Wat het doel moet zijn voor de internationale gemeenschap, en meer speciaal voor Europa, is natuurlijk een politieke oplossing waarbij het wespennest voor lange tijd en liefst voorgoed de kalmte opgelegd wordt die het blijkbaar zelf niet kan produceren. Dat is een hele opgave, die er al ligt sinds de ontbinding van het Ottomaanse rijk: toen heette het “de Oosterse Kwestie”. Een hele opgave vooral omdat noch de Serviërs, noch de Albanese Kosovaren ervan willen weten. En naarmate dat duidelijker wordt, verandert ook de opgave zelf.

Tot voor kort was men het erover eens dat een onafhankelijk Kosovo er niet mocht komen, omdat dat het zekerste recept voor catastrofes zou zijn. Het zou als een magneet werken voor de Albanese minderheden in de omringende landen – meer speciaal Macedonië. En het zou bijna automatisch naar Albanië zelf gedreven worden. Een hergroepering van de ethnische Albanezen in de Balkan zou bovendien onvermijdelijk ook een hergroepering van de andere groepen inluiden: de Serviërs, de Kroaten… En aan de oorlog zou geen eind meer komen, en Bulgarije, Griekenland en Turkije zouden erin meegesleept worden. In dit schema leek het noodzakelijk dat Kosovo Servisch gebied bleef. Met autonomie weliswaar, zo breed mogelijk.

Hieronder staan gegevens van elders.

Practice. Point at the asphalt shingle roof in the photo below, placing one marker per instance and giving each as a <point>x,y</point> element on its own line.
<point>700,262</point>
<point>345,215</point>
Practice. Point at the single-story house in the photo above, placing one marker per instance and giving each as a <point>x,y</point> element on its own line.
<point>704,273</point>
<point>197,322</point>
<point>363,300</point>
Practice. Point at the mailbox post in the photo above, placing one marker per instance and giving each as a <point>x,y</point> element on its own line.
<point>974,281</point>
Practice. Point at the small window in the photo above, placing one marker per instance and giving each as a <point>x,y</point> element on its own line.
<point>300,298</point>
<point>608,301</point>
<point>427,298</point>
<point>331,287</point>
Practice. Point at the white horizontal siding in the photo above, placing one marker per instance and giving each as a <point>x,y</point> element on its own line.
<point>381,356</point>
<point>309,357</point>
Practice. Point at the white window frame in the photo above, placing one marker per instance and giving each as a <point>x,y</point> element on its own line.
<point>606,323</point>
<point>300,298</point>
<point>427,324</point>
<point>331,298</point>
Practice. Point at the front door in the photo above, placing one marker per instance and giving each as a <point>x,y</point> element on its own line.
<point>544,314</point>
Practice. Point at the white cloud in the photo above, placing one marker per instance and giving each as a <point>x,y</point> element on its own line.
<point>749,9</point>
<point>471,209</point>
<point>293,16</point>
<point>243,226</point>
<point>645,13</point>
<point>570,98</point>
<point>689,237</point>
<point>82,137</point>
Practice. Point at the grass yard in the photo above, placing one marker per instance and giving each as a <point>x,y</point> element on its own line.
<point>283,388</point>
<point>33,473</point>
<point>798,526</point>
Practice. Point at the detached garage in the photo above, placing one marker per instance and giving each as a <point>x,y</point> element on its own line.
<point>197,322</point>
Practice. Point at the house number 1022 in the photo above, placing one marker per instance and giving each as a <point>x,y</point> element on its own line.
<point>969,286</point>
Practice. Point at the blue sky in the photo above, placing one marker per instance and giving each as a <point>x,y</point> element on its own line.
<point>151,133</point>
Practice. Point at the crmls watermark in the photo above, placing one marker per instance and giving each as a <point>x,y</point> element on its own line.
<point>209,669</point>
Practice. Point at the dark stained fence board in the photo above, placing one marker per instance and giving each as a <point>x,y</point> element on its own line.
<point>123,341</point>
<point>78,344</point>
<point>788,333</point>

Nu begint het er, in de nieuwe situatie, op te lijken dat dit minder evident wordt, omdat het toch al die richting uitgaat. Dus begint men nu te denken in de richting van een quasi-onafhankelijkheid voor Kosovo dat ten eerste al direct als derde republiek moet worden erkend binnen Joegoslavië – naast Servië en Montenegro – en een zo goed en zo kwaad als het gaat garanderen van de bestaande Albanese grenzen. Men leze: het bevriezen van de Albanezen in de gebieden waar ze zich bevinden.

Het probleem is dat ook deze “oplossing” door niemand aanvaard zal worden, en dat de Europese Unie noch de Navo een plan hebben om ze op te leggen. Want dit is het ware dilemma: om een politieke oplossing te vinden, moet men over de bestaande situatie heen springen. Dat kan wellicht alleen met militaire middelen. Maar militaire middelen sluiten politieke oplossingen uit. Zelfs Bill Clinton kan niet over zijn eigen schaduw springen.